When Maureen Reilly, fourth-grade teacher at PS 261 in Brooklyn, NY, decided to co-lead a FIRST® LEGO® League team at her school, she had no idea what to expect. She wasn’t even sure she’d know what to teach, after all, she wasn’t “into” science or math and knew nothing about starting a robotics program. She did know one thing—a team would improve the situation. So she recruited the special education teacher and the technology teacher at her school. Neither knew anything about robotics either, but they all agreed, Maureen laughed, “to forgive ourselves for not knowing things.”
Despite being unsure at first, this robotics program remains one of Maureen’s best teaching experiences. Here are six lessons the three teachers learned when they pushed themselves and their students to discover more through STEM:
1. Every kid can learn through STEM
Maureen’s class was largely comprised of kids with special needs. She found that through robotics, every kid could choose to do an activity that built on a strength or worked in an area where they wanted to learn a new skill. The project’s parts appealed to the writers, mathematicians, readers, introverts, extroverts, and puzzle solvers alike.

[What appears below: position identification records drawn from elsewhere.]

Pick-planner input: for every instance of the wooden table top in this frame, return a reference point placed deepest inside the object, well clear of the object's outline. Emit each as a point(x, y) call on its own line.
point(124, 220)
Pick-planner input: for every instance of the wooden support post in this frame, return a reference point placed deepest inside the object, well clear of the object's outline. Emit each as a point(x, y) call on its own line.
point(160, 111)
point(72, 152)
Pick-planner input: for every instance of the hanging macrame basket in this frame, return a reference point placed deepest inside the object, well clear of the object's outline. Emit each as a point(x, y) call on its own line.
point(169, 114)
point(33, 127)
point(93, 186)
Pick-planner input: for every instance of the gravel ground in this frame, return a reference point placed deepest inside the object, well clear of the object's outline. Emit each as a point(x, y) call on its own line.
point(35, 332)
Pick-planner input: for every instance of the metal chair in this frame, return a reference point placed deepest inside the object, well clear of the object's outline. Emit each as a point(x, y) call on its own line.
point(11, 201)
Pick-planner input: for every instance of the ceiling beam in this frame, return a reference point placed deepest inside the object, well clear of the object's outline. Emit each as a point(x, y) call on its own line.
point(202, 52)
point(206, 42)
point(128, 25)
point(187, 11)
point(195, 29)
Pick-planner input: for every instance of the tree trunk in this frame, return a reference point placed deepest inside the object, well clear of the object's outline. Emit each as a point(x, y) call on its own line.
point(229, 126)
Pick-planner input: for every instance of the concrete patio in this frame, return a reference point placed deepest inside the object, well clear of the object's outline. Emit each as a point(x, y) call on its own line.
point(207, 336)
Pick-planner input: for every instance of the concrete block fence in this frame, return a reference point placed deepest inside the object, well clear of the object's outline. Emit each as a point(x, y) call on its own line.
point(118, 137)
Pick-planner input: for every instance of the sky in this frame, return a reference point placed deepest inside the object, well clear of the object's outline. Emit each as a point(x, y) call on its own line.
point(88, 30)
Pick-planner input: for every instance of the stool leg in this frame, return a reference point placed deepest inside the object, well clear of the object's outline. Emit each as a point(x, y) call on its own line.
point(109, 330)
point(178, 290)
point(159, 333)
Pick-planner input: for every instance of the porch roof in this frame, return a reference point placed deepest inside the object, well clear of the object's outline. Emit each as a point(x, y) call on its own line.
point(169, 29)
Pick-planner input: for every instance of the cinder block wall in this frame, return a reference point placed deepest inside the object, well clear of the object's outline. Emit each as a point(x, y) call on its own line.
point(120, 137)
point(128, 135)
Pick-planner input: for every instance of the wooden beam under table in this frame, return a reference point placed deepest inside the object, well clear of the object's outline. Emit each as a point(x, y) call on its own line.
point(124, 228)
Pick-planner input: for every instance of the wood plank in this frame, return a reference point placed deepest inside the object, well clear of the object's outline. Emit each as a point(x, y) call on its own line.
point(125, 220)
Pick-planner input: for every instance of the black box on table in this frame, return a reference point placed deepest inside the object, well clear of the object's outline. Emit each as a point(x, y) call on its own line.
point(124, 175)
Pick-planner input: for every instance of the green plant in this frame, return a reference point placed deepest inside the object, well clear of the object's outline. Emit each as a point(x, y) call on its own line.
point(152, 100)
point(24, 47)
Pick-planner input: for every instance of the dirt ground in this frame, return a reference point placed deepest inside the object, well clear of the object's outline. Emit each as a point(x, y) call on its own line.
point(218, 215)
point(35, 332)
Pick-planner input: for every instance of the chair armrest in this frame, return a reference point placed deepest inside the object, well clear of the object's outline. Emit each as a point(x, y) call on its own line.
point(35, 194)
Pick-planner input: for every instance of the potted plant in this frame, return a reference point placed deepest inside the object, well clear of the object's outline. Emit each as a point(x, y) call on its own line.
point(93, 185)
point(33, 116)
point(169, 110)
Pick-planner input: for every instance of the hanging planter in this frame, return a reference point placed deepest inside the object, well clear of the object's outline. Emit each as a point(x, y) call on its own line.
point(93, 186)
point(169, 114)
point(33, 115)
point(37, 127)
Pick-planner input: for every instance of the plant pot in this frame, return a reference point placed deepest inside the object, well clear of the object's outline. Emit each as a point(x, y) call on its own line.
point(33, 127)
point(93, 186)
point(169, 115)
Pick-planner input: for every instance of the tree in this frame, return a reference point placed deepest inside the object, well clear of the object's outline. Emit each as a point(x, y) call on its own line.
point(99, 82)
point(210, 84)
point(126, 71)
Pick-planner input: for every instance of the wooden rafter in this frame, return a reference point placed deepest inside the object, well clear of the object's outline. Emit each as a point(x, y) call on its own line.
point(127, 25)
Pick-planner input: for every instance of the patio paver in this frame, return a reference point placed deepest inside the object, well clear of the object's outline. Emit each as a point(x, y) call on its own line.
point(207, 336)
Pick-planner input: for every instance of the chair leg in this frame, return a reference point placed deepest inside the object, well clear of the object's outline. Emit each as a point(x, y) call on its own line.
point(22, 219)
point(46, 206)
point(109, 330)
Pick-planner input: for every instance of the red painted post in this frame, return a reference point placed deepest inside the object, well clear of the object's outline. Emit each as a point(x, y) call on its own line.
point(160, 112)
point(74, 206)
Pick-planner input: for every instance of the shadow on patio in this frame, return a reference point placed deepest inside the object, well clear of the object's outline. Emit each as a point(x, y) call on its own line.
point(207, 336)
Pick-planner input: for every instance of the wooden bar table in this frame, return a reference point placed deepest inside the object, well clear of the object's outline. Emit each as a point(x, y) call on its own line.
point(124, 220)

2. The more the brain is occupied, the better
The FIRST® LEGO® League program calls itself the Sport for the MindTM and Maureen agrees with the definition. She said she couldn’t believe how much she and her colleagues used their own minds as well. They were constantly stretching themselves to figure out what the next step would be. The coaches couldn’t help noticing how behavior issues decreased when student minds were this occupied.
3. Choose your own adventure
Every robotics project starts simply. Students and teachers can stick there—building, taking apart, and reworking. But if students begin asking more questions, there are other components to layer on to the simple original. This helped students understand that we make a project as deep as we wish.
4. FIRST STEM programs build soft skills
To solve real-world problems, students needed to use personal traits that enabled them to interact effectively and harmoniously with other kids. They learned communication, self-motivation, leadership, responsibility, teamwork, problem solving, decisiveness, ability to work under pressure, time management, flexibility, negotiation, and conflict resolution.
5. Problem solving inspires new learning opportunities
Before, during, and after each program, Maureen was excited to understand it just a bit more. She sought out professional development opportunities on her own. This helped her see how to motivate kids to want to learn for themselves and not for a grade.
6. The skills are directly transferable to a career
So many of the kids were excited to build with LEGO® bricks and make new things, but the really exciting part for Maureen was how these projects showed kids new career pathways. They couldn’t believe it when their teachers told them that creating robots and coding games was a job for some people.
After doing it themselves, Maureen and her fellow teachers believe anyone can start a robotics program at their school. You’ve just got to be fine with (and enjoy) learning alongside your students. Start simple and move along as you understand more. In the end, you and your students will learn so much more than how to build a robot.